In fase di conversione in Legge del DPCM, è stato introdotto dal Senato un maxi emendamento che modifica il testo del comma 2 dell’Art. 26 come segue: “Fino al 30 aprile 2020 per i lavoratori dipendenti pubblici e privati in possesso del riconoscimento di disabilità con connotazione di gravità ai sensi dell'articolo 3, comma 3, della Legge 5 febbraio 1992, n. 104, nonché per i lavoratori in possesso di certificazione rilasciata dai competenti organi medico-legali, attestante una condizione di rischio derivante da immunodepressione o da esiti da patologie oncologiche o dallo svolgimento di relative terapie salvavita, ai sensi dell'articolo 3, comma 1, della medesima Legge n. 104 del 1992, il periodo di assenza dal servizio è equiparato al ricovero ospedaliero di cui all'articolo 87, comma 1, primo periodo, del presente decreto ed è prescritto dalle competenti autorità sanitarie, nonché dal medico di assistenza primaria che ha in carico il paziente, sulla base documentata del riconoscimento di disabilità o delle certificazioni dei competenti organi medico-legali di cui sopra, i cui riferimenti sono riportati, per le verifiche di competenza, nel medesimo certificato. Nessuna responsabilità, neppure contabile, è imputabile al medico di assistenza primaria nell'ipotesi in cui il riconoscimento dello stato invalidante dipenda da fatto illecito di terzi”.

Dove per “autorità sanitarie competenti” si intendono probabilmente i servizi di medicina legale o di igiene pubblica delle ASL, mentre con “medico di assistenza primaria” ci si riverisce verosimilmente il medico di medicina di famiglia.
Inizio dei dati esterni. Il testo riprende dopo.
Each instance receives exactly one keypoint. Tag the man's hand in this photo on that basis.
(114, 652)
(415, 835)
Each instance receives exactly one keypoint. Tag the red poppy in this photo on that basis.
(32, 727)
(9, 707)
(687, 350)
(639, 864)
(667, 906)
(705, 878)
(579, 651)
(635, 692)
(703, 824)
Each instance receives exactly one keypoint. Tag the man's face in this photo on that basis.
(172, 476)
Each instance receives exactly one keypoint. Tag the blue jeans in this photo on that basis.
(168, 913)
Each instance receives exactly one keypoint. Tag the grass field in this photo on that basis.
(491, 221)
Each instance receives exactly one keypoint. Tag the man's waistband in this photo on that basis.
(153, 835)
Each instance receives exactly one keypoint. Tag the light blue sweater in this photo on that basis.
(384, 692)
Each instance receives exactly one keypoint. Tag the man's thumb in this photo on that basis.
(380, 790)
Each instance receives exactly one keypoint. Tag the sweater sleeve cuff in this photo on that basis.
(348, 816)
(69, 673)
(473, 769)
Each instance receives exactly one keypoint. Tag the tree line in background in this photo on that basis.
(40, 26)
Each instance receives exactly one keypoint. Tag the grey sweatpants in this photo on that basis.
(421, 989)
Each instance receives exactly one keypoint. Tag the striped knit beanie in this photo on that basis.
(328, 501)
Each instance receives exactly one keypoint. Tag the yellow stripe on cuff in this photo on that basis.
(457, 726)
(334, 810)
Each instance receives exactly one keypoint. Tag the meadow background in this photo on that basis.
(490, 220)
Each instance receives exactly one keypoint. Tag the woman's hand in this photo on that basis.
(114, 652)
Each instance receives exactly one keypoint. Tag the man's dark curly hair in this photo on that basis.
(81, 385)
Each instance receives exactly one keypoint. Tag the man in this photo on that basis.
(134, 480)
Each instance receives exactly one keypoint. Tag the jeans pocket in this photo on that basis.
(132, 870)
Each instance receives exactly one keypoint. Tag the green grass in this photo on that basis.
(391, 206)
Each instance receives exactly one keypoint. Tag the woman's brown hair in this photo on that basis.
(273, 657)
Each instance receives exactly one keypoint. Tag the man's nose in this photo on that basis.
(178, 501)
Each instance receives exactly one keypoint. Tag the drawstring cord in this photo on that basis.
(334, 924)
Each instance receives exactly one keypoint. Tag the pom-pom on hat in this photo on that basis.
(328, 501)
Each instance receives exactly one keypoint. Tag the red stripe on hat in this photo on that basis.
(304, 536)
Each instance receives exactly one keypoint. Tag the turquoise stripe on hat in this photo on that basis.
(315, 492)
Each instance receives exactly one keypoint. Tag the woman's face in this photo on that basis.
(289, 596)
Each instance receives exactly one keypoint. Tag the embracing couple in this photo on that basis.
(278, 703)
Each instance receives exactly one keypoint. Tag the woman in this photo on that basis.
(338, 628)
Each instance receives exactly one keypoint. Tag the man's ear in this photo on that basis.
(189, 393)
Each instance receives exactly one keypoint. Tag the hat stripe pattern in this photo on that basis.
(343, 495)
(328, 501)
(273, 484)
Il comma così rivisto è stato votato senza modifiche anche dalla Camera dei Deputati quindi manca soltanto la conversione in Legge. Le prescrizioni, in ogni caso, possono essere considerate definitive.

Quel che manca, tuttavia, sono sempre i chiarimenti sul piano operativo e applicativo, in primis quale sarà la procedura di comunicazione all’azienda e anche all’INPS. Proprio quest’ultimo, o in alternativa il Ministero della Salute dovrebbe provvedere a diffondere una comunicazione con le “istruzioni” da seguire.

“Riguardo al termine del 30 aprile indicato dal Decreto, le modifiche apportate in sede di conversione nulla hanno riferito in merito alla possibilità di estendere tale periodo di astensione dal lavoro per i pazienti con disabilità grave o patologie pregresse, per i quali il rischio permane”, sottolinea l’avv. Roberta Venturi, Responsabile dello Sportello legale di OMaR. “Abbiamo già sottoposto tale criticità ai competenti Uffici del Ministero del Lavoro e delle politiche sociali, che ci hanno informato che il Governo sta valutando se confermare, modificare o adottare nuovi benefici per i lavoratori con patologie a rischio. Senza dubbio qualche intervento in questo senso andrebbe maturato, in quanto per questi pazienti le condizioni non sono cambiate e per molti di loro il rischio rimane attuale”.